Why People Can’t Stand Insurance and What You Can Do About It

By Brent Kelly

They may like you, your agency, or your funny commercial, but they don’t like insurance.

When I attended my very first insurance training course back in 2000, the instructor said something to us I will never forget.  He said, ”Congratulations, you get to sell a product that nobody likes, understands, thinks is too expensive, and only use when something bad happens.” Talk about a kick in the pants for a young guy getting ready to take on the world.

Looking back 13 years later, there is actually quite a bit of truth in what he said.  Most people I talk to about insurance don’t like it, don’t really understand it, always tell me it’s too expensive, and only get to use when they suffer a financial loss.

I started thinking a little bit more why most people have such disgust for insurance, and I came up with a list of my top three reasons.
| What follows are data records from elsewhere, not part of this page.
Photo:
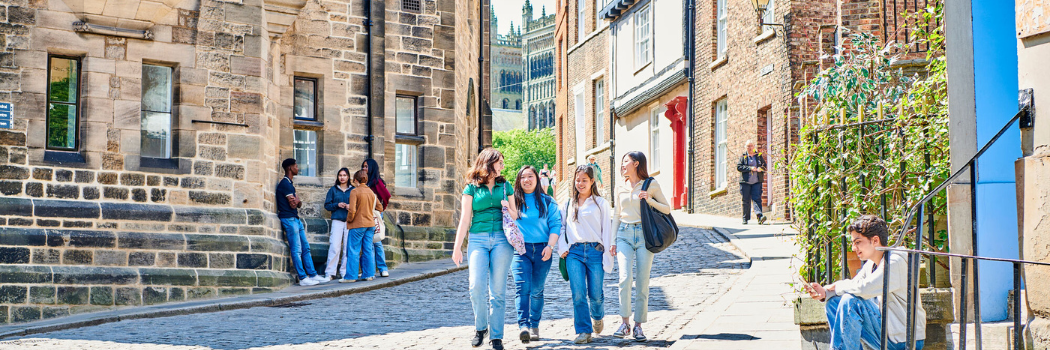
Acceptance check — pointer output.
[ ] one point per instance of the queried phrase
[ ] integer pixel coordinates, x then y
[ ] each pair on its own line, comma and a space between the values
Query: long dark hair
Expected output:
643, 167
484, 167
589, 171
538, 192
373, 172
349, 176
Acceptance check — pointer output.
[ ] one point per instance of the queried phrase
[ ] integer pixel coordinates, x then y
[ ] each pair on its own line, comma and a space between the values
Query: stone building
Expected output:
538, 64
146, 139
583, 125
506, 81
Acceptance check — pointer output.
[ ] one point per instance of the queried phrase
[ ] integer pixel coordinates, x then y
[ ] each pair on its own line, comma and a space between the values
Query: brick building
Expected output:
141, 163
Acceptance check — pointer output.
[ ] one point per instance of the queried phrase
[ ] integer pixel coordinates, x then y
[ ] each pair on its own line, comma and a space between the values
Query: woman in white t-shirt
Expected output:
586, 243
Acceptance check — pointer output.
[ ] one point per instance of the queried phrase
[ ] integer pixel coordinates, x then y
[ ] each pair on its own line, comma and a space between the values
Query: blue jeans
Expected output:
488, 255
530, 274
380, 256
296, 235
854, 320
584, 266
631, 254
752, 192
359, 253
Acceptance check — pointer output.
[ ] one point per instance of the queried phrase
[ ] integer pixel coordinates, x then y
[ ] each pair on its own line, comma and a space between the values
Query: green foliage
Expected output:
840, 170
522, 147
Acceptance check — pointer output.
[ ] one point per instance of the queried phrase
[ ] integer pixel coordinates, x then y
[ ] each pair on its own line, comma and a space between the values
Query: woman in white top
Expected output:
586, 232
631, 241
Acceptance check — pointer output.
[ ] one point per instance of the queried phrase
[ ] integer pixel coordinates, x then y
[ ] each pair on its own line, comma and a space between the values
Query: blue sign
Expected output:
6, 112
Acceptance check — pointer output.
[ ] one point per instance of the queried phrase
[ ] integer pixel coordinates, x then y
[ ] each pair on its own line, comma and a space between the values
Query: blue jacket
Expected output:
536, 228
333, 199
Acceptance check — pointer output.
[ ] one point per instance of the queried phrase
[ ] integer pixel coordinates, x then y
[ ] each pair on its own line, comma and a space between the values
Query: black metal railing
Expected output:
916, 212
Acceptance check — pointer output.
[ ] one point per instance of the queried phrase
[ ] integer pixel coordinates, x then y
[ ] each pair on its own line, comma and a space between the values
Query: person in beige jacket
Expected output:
631, 242
361, 226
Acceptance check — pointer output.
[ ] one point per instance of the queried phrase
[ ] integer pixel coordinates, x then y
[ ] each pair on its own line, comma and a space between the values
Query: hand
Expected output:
457, 255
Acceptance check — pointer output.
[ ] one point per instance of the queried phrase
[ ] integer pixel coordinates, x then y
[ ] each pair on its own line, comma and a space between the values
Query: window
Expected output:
305, 148
768, 17
306, 99
654, 140
642, 32
155, 141
599, 112
721, 28
405, 114
405, 151
720, 144
581, 26
63, 100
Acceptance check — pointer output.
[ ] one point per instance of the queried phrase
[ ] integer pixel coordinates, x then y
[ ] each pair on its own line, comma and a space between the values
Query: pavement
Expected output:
721, 286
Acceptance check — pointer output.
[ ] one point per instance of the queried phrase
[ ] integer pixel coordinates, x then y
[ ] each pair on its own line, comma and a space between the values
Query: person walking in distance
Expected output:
587, 249
488, 251
335, 202
361, 226
630, 248
540, 222
752, 167
379, 187
295, 232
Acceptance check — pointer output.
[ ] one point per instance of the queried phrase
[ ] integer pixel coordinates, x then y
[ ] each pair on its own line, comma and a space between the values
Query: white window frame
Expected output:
643, 36
654, 139
721, 33
599, 111
721, 145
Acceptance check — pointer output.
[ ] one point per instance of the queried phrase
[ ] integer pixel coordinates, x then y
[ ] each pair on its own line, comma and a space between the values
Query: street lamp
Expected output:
760, 9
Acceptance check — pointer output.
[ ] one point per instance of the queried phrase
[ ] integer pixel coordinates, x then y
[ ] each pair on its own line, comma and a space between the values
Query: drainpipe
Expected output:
368, 80
691, 56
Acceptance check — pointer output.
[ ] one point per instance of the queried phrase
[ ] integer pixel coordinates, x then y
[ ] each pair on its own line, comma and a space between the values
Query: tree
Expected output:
522, 147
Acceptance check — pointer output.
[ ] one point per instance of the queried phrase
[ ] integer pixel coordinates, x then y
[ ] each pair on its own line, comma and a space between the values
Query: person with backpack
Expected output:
540, 221
630, 246
587, 252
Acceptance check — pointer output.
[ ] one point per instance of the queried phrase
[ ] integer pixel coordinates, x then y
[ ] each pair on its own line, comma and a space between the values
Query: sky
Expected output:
507, 11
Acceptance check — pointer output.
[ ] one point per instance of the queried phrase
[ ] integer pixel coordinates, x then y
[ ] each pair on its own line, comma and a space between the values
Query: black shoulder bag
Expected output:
659, 229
Brent’s Top 3 Reasons Why People Hate Insurance

1. It’s Invisible and Intangible
When you buy electronics, car, furniture, books or anything else tangible there is a sense of excitement after the purchase.  You get to play with the electronics, drive the car, sit on the furniture, or read the book.  With insurance, you get an insurance policy. Of course, if your insurance agent is really good, maybe you get a coffee cup or an atlas thrown in.  How is that not fulfilling?

2.  It’s Complicated
Not complicated in the “Friends” Ross and Rachel, "I don’t think this relationship is going to work" kind of way, but in the "What in the heck are you’re talking about?" kind of way.  There are a about 100 different definitions, terms, exclusions and other provisions in most insurance policies.  Most insurance policies make really good insomnia medicine.  You need a good agent you can trust to explain most of this stuff.  That leads me to my third and final reason.

3. No Trust in the Insurance Agent or Insurance Company
Many people really feel that people in the insurance business are out to get them. Some are just paranoid, but others have had past experiences that justify their lack of trust. Whether it has been lack of service from their agent or not being treated fairly on a claim, bad experiences can put a very negative light on the insurance industry.

That being said, I see the critical importance of insurance products and have seen property, assets, and lives being able to be put back together after catastrophic events. Also, I have met  hundreds of  other agents, company representatives, and claims adjusters.  The large majority of them are good hard-working people who want to help and do what’s best for their clients.  It’s always the small minority that ruin the reputation and credibility of an industry.

You also have to remember where insurance falls into our buying processes.

Do you remember Maslow’s heirarchy of needs?

We don’t buy insurance for psychological needs, self-actualization, or peak experiences.  Although if you buy insurance to self-actualize, congratulations (you are the only one).

Insurance lives on the bottom two tiers.  Safety and survival is why most people buy insurance.  Buyers are protecting their hard-earned work, reputation, and making sure they can move on past a disaster.

 Insurance agents need to learn why their customers buy before they try to sell.

Most insurance agents have a list of product features, services, and other marketing garbage that does not resonate with the buyer.

Most buyers simply don’t care how shiny your brochure is or how long you have been in business. They care that you understand their concerns and that you will be there if they need you.

Question: Why do you think people buy insurance?